I’ll concede right up front that Hillary Clinton has been in the national eye for more than 20 years, and maybe that means we should expect more from her. But I gotta ask: Is there now, or has there been in the past, any other candidate who has been so routinely disparaged for not having positions on every single topic seven months before the first primary? Correct me if I’m wrong, but every candidate rolls out positions over time during presidential contests. And they all do it the same way: based on a combination of (a) their own genuine beliefs, (b) interest group pressure, (c) internal polling and focus groups, and (d) weeks or months of research and discussion among their advisors and messaging staff.
Everyone who’s serious about running for president does this, and it’s been this way for decades. This is simply not something that’s unique to either Bill or Hillary Clinton.

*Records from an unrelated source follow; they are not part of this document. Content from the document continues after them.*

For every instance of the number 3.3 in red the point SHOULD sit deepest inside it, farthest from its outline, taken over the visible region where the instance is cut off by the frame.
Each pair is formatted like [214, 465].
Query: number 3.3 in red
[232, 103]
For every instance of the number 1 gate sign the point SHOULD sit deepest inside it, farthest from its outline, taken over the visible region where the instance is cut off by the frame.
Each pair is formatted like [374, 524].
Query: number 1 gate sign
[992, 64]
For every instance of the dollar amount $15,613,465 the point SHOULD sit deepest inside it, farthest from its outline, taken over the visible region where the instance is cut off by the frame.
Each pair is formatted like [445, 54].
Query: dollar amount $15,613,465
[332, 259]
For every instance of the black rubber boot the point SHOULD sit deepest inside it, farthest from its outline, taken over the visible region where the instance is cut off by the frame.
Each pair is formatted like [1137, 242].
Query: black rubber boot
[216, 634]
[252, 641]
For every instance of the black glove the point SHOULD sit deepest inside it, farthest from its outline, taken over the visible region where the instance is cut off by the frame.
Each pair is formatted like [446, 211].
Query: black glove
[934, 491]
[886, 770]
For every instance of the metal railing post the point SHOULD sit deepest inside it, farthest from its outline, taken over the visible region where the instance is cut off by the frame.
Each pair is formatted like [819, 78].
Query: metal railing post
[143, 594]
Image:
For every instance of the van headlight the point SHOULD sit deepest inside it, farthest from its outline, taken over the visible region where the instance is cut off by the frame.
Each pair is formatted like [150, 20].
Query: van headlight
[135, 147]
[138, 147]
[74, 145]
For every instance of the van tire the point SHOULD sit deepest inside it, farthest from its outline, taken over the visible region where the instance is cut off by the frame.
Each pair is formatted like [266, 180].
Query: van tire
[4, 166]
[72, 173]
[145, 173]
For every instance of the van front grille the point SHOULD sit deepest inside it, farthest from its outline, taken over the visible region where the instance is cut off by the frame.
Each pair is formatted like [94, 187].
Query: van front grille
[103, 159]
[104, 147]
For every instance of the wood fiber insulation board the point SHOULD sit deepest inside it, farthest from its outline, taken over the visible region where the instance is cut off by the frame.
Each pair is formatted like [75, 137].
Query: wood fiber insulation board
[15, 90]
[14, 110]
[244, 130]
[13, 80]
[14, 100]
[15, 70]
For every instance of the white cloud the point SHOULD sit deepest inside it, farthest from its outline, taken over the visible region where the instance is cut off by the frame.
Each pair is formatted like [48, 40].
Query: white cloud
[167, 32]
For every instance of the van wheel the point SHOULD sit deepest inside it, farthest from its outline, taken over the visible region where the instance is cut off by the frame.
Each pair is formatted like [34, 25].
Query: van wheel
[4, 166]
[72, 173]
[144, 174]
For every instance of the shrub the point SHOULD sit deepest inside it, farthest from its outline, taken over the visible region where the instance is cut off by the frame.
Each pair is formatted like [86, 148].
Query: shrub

So….what’s up with the press corps pushing this narrative so assiduously? Are they just so stuck on the tired old “triangulation” metaphor that they can’t escape from it? Do they genuinely think Hillary is slower about taking positions than other candidates? Do they think those positions are routinely fuzzier than those from other candidates? Are they stuck in the 90s and convinced that all Clintons are connivers and liars? Or what?
I don’t understand this. In terms of campaigning and political positioning, Hillary strikes me as a pretty garden variety candidate. Am I wrong?